La Independencia Americana: Adiós al Imperio
Mientras España luchaba contra Francia, las colonias americanas aprovecharon la ocasión para independizarse. Las ideas ilustradas, el descontento de los criollos (españoles nacidos en América) y el vacío de poder en la metrópoli crearon la tormenta perfecta.
Los criollos estaban hartos de no poder comerciar libremente ni acceder a los altos cargos políticos. Cuando vieron que España no tenía rey legítimo, formaron sus propias Juntas y reclamaron la independencia. Las Cortes de Cádiz intentaron integrarlos dándoles representación, pero ya era demasiado tarde.
Entre 1811 y 1825, prácticamente todas las colonias se independizaron: Venezuela, Argentina, Chile, Colombia, México... Figuras como Bolívar y San Martín lideraron este proceso.
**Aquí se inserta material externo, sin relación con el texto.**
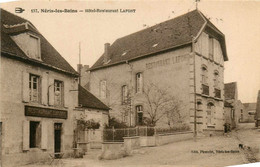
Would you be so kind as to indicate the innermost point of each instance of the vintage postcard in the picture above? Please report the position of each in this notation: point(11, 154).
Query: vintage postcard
point(130, 83)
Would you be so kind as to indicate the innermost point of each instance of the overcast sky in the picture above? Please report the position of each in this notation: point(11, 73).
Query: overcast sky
point(238, 20)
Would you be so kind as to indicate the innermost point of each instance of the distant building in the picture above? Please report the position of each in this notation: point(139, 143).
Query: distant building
point(257, 115)
point(249, 112)
point(40, 97)
point(233, 107)
point(184, 56)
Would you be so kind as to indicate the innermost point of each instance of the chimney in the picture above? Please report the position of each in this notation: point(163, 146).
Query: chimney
point(106, 52)
point(79, 67)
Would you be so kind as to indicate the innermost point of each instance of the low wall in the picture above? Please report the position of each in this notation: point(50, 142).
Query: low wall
point(131, 143)
point(209, 132)
point(29, 157)
point(172, 137)
point(147, 141)
point(112, 150)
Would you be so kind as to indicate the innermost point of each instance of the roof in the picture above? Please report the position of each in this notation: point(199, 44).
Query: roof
point(227, 104)
point(49, 55)
point(167, 35)
point(230, 90)
point(88, 100)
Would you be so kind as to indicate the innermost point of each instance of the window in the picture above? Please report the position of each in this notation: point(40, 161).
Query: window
point(35, 134)
point(34, 91)
point(210, 113)
point(58, 93)
point(211, 48)
point(139, 82)
point(103, 89)
point(232, 114)
point(139, 111)
point(216, 79)
point(34, 47)
point(204, 75)
point(217, 93)
point(124, 94)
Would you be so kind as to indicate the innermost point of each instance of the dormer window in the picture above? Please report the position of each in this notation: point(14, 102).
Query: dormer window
point(34, 47)
point(29, 44)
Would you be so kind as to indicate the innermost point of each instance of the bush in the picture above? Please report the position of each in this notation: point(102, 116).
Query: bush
point(113, 122)
point(89, 124)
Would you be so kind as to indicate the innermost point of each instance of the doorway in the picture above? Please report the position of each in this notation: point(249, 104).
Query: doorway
point(57, 137)
point(1, 142)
España solo conservó Cuba, Puerto Rico y Filipinas.
La pérdida del imperio americano fue un golpe económico brutal. Sin el oro y la plata americanos, la Hacienda española entró en bancarrota definitiva, lo que condicionó toda la política del siglo XIX.
Reflexión: La independencia americana no fue solo una pérdida territorial, sino el fin de España como potencia mundial de primer orden.